Donut Factory originally opened in Lynnwood. Marvin Crespo, Bryan Phaysith, and Marc Sapatin are co-owners. The business has been noted as Asian-owned, and carries an ube-glazed variety to commemorate Crespo's Filipino heritage. Donut Factory acquired a contract to serve the University of Washington Medical Center. Approximately 1,500 doughnuts were made daily at the Lynnwood shop as of 2021.
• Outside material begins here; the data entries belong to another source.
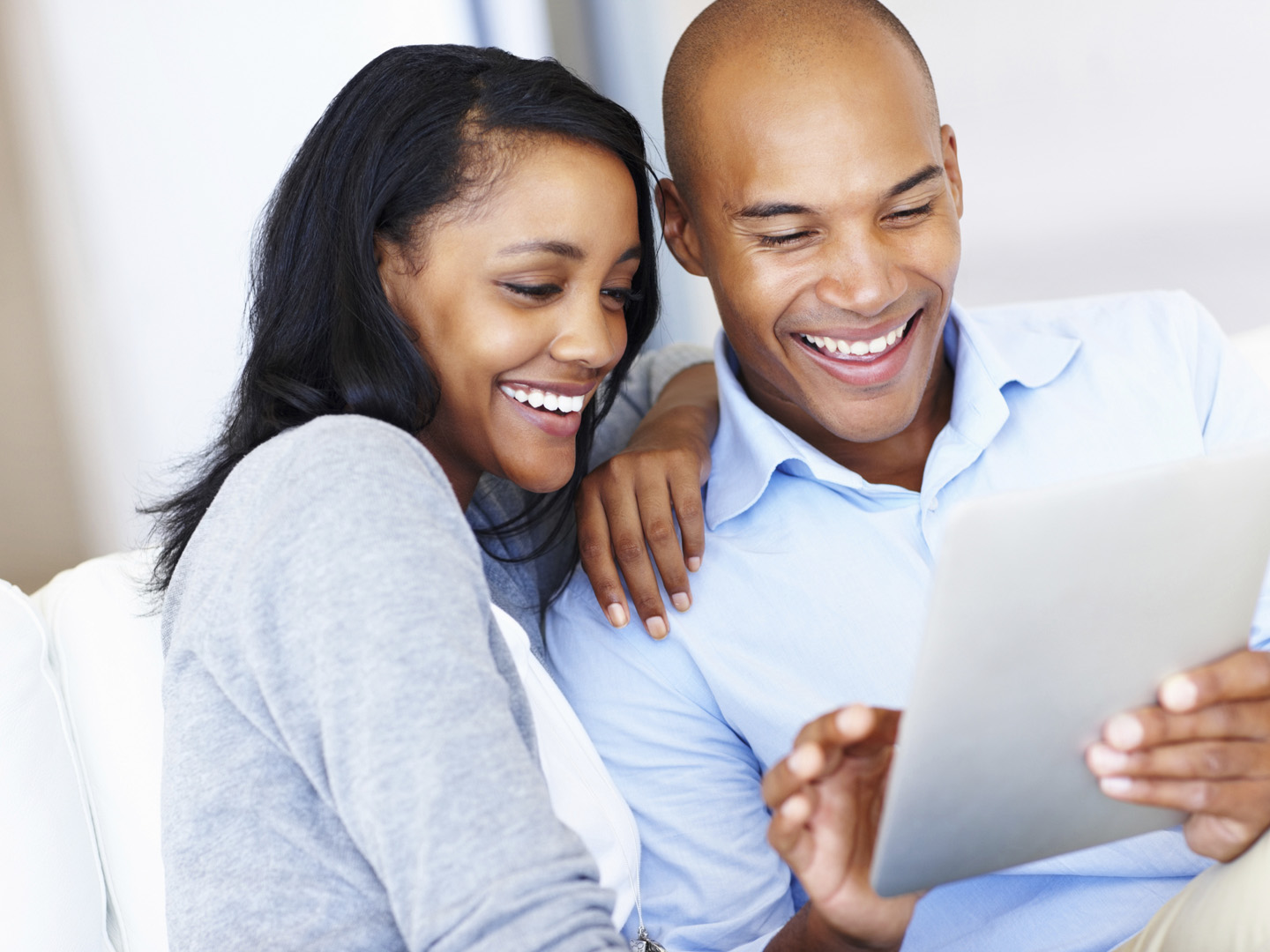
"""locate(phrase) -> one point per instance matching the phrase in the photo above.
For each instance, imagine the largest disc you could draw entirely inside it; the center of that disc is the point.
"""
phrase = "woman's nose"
(587, 334)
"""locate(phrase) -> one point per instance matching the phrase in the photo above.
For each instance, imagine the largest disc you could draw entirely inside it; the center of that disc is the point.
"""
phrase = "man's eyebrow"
(771, 210)
(557, 248)
(914, 181)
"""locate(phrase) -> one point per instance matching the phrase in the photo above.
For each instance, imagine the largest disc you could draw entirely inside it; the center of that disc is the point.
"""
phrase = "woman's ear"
(677, 227)
(390, 263)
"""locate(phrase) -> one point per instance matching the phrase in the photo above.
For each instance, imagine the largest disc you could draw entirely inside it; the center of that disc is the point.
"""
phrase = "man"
(816, 188)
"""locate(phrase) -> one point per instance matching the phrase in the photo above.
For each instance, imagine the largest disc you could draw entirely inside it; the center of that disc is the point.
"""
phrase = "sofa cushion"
(104, 636)
(51, 890)
(1255, 346)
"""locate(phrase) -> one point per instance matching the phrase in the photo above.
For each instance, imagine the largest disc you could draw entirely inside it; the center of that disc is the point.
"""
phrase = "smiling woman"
(451, 282)
(550, 282)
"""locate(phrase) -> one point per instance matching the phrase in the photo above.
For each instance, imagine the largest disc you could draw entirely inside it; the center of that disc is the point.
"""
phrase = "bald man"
(816, 188)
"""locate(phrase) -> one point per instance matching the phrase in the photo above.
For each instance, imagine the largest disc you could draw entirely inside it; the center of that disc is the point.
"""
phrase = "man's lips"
(882, 358)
Approximately five years later after the Lynnwood shop opened, an outpost began operating at the intersection of Roosevelt Way and Northeast 45th Street in the University District in May 2021, in a space that previously housed Ly's Donuts. The outpost's seating capacity is 15 to 20 people. In 2023, the shop offered specials during the Cherry Blossom Festival on the campus of the University of Washington, and served blueberry and pumpkin doughnut varieties for the 'U District $4 Food Walk'. Donut Factory served cherry glazed ring doughnuts at the Cherry Blossom Festival in 2024.

==Reception==
Donut Factory was the social media poll winner in Seattle Magazines 2018 "smackdown" and overview of the city's best doughnuts. The Seattle Post-Intelligencer has called the doughnuts "nod-worthy".